Altan Tan’ın “Sayın” diye saygı duyduğu Öcalan’ın PKK’sını yöneten komutanlar kandırarak dağa çıkardıkları Kürt kızlarına neleri reva görüyor, Altan Tan bunları duymamış olamaz. Yine PKK komutanlarının kendileri gibi düşünmeyen örgüt mensuplarını mesela diri diri yaktıklarını da işitmemiş olamaz. İyi de, niye itiraz etmiyor? Arkadaş, ben nasıl bir pisliğin içine düşmüşüm diye bir gün olsun niye iki çift söz söyleme cesaretini kendinde göremiyor? Allah(c.c.) Kürt kızlarına tecavüzden, Allah Zerdüştlükten, Allah İslâm ile alay edilmesinden, Allah insanların canlı canlı yakılmasından razı mıdır? Değildir. Değil ise, Ahlâk ve İslâm dışı pek çok çirkinliğin yaşandığı bir örgütün siyasi uzantısında saf tutarak olup bitenlere görüntü ve “Sayın” desteği veren bir Müslüman’dan Allah(c.c.) razı mıdır?
Elbette değildir.
Öyleyse, Tan niye susuyor? İki ihtimal var: Konuşsa, bir daha milletvekili olamayacak. Bir de, PKK tarafından infaz edilecek. Bu ihtimallerden biri dünyalık için korku, diğeri can için korkudur. Oysa Altan Tan çok iyi bilir ki her ikisine de Allah kefildir. Bir Müslüman Allah’tan değil de başka şeylerden korktuğunda bu bir kıyamet alametidir. Altan Tan konuşurken kıyamet alametlerinden bir alamete şahit oluyor hissine kapılmamız işte bu yüzden. Suret-i Hakk’tan gözükerek Hakk’tan uzaklaşmanın örneklerini verip duruyor...

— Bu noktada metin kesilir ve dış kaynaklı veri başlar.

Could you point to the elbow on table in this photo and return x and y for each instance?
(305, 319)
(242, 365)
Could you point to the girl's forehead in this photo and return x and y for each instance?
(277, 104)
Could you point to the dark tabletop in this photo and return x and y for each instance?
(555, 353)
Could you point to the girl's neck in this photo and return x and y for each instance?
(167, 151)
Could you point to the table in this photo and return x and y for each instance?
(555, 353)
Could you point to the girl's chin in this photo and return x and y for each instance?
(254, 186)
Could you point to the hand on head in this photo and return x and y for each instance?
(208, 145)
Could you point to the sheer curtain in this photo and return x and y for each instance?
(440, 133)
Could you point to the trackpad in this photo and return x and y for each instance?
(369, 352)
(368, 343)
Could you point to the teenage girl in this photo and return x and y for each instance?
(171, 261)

Sayet gerçekten Tan, İslâmi bir hassasiyetle hareket ediyorsa yürekli bir manifesto kaleme almalı ve yüksek sesle de, “Ey Kürt kardeşlerim, sizin dininiz Zerdüştlük değil İslâm, Peygamberiniz de Öcalan değil, Hz. Muhammet Mustafa salallahu aleyhi ve selem” demelidir.
Demez ise...
Demez ise, Öcalan ve Zerdüştlük propagandası yapanlarla birlikte haşr olma riskini göze almış demektir. Kürtlerin nezdinde de sözlerinin kıymeti herhalde bir Zerdüşt sözü kadar olmalıdır, olacaktır...
Devlet ne yapar, bilemiyoruz; biz kendisini Müslüman Kürtlere ve Allah’a havale ediyoruz.